Have I written about this before?  Saturdays are always a little tough--there's an incredible urge to take advantage of the free time, and, simultaneously, the need to feel completely relaxed.  Then, of course, there's food to get, kitchens to clean, laundry to wash, and an assortment of preparatory patterns that allow the week to flow out without more than the usual pain in the ass bosses, miscellaneous meetings, and unscheduled late nights.  Then there's the question of what memory, and all those saturdays before, which, somehow cycles back to the normative ideal of complete short term bliss--it is apparently supposed to be the time we all just "are" who we are, as unstructured as it gets.
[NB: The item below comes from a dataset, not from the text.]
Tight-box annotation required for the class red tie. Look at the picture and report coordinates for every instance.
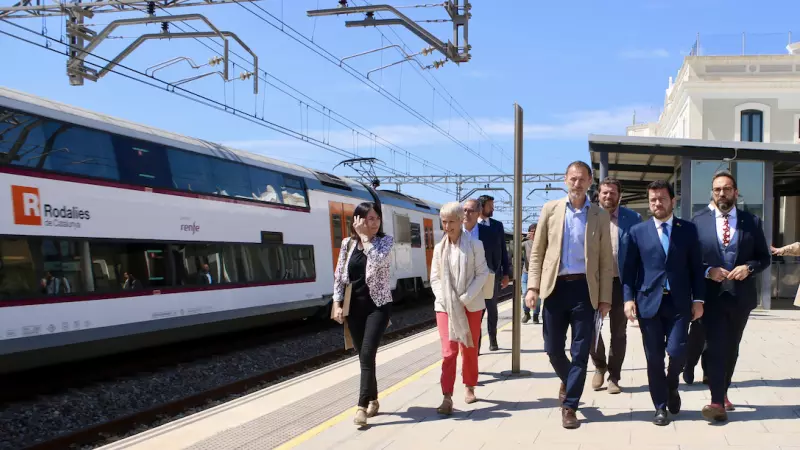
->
[722,214,731,247]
It is highly structured in this way, and this tension has produced multiple unsuccessful saturdays in my past, where I'm always less productive than planned and simultaneously less relaxed than I should be.  Today was a bit of a better day than the usual saturday.   I'm seeking less external affirmation for my internal check that I can, indeed, let go, and just relax, without the impossible feeling that time is receding out from under my feet and that no matter how fast I run, won't be able to keep up.  I haven't been keeping up for a long time after all, so what the fuck good will it do now? 

I read this line somewhere recently about a guy that decided to kill himself.  For whatever reason he came to the mental place necessary to kill himself, but didn't commit the act. 

--

As an aside, please, if you are considering harming yourself in anyway, contact someone about it and talk it through.  It is very very easy to get overwhelmed in this world. 

--

So he decided it, but then didn't have the energy to go ahead with the thing, and so, sort of saw every day after that as exponentially freer, i.e. he didn't have to keep up with anything, because he was willing to let go of everything in the first place (including, I presume, a glorified version of himself).   The point is that we can't be experts at everything, and just getting to be an expert at one thing is pretty cool, if it happens, not to mention just having one or two very good friends in one's life, instead of 748 of them.  There's lots of really valuable worthwhile endeavors out there--the point is to be involved in one of them.  The which one question doesn't really matter as much.   I'm starting to learn that, in part by letting go of the need for approval from other people--this has actually made it easier for me to speak my mind and get what I need, whereas before I might be more nervous that I'd create an awkward situation, or that there'd be some kind of conflict.  It turns out that moving through conflict with others in a controlled and predictable way is a great skill to have.  I'm not sure I have it, necessarily, but I'm learning to recognize it at least. 

2 Sobriety Tricks

Beef Stew:


Black Tea:

Friday, April 1, 2011

The Why of Conspiracy Theories

It struck me this morning that conspiracy theorists exist for one solid reason: they want their own existence to have some relevance in the world.  That's not an ignoble goal, just one that has probably taken a course that deviated from reality at some point.  A lot of things are not untrue because they're not testable and falsifiable in a scientific way, but that doesn't also simply make them true as a result.  We live in world with multiple interlocking systems that don't always interact in a way that is predictable.  At times, the sum of all parts involved is greater than the number of parts involved, like our brains!  But the issue with conspiracy theories is that we won't know the truth, and we'll likely never know the truth.  Instead, their practical implication is to elevate people with the highest level of detail and most "relevance" to a cultish status--i.e. high status within a very specific group, and to mark those people as crusaders for some form of truth.  There's always value in truth seeking, depending on how you frame it.  Of course, conspiracy theorists more often than not believe what they're talking about, or they collect fat checks for promulgating drivel, which makes them opportunists with low ethical standards--the point remains that there are indirect benefits to getting very good at believing all sorts of bullshit.